Legendary Raiders quarterback Ken Stabler died Wednesday at age 69, his family confirmed late Thursday afternoon. He passed away from complications due to colon cancer.
The signal caller affectionately known as “The Snake” spent 15 seasons in the NFL but was best known for a decade with the Silver and Black, a span that included a victory in Super Bowl XI in 1977. The four-time Pro Bowler and 1974 NFL MVP was 69-26-1 during his time with the Raiders, when he became known as a player who performed well in the clutch. He took the Raiders to the playoffs six times.
Always a character, Stabler was immensely popular among Raiders fans of that era and beyond.
"The Raiders are deeply saddened by the passing of the great Ken Stabler,” Raiders owner Mark Davis said. "He was a cherished member of the Raider family and personified what it means to be a Raider. He wore the Silver and Black with pride and poise and will continue to live in the hearts of Raider fans everywhere. Our sincerest thoughts and prayers go out to Kenny’s family."

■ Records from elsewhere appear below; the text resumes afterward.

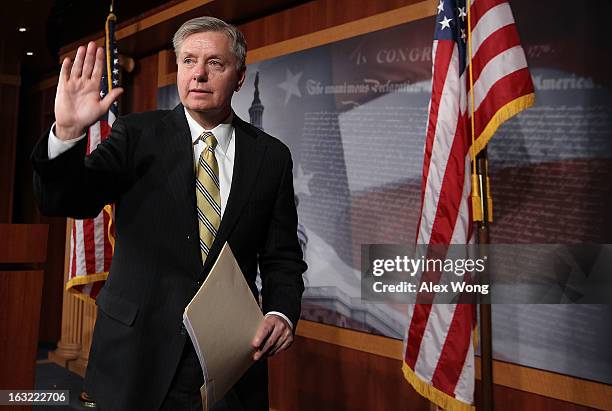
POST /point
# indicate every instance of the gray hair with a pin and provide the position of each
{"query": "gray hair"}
(206, 23)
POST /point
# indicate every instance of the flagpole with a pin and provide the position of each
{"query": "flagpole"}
(486, 329)
(482, 216)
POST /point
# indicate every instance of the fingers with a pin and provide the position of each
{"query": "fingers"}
(275, 333)
(88, 62)
(65, 70)
(110, 97)
(284, 342)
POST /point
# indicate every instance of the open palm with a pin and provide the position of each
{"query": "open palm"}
(77, 101)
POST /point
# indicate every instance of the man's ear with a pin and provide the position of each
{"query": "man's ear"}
(241, 77)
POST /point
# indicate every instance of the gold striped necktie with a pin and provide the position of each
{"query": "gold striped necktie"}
(207, 194)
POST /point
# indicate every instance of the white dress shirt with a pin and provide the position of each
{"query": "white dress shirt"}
(224, 153)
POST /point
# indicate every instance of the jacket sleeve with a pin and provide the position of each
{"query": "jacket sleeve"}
(76, 185)
(281, 261)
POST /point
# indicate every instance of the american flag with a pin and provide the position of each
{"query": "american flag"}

Stabler's family, which issued a statement that can be read entirely below, said Stabler was surrounded by family while listening to Lynard Skynard's "Sweet Home Alabama" and Van Morrison's "Leaves Falling Down" during his final hours.
Stabler was diagnosed with Stage 4 colon cancer in February.
His family said Stabler's brain and spinal cord were donated to Boston University's Chronic Traumatic Encephalopathy center, which studies degenerative brain disease in athletes. Studying CTE has become a hot topic with former players revealing lasting effects from playing football.
The demand for him to be included in the Pro Football Hall of Fame has carried on for some time.
The Foley, Ala. native ranks high in his home state’s football lore. He was an excellent high school athlete and went on to star at the University of Alabama.
"While there have been many outstanding players in our great football history at Alabama, I think it’s safe to say that few, if any, connected with our fans in the way that Kenny did,” University of Alabama athletic director Bill Battle said in a statement. “…He was an Alabama man through and through.”
Stabler was drafted in the second round of the 1968 draft by Raiders owner/GM Al Davis.
He worked under head coach John Madden, who formed a strong bond with his quarterback during the Raiders’ heyday. Madden called Stabler the "perfect Raider."
Stabler left the Raiders after the 1979 season, and then played for the Houston Oilers (1980-81) and New Orleans Saints (1982-84).
All told, Stabler had a 96-49-1 record, with 27,938 passing yards and 1994 touchdown passes.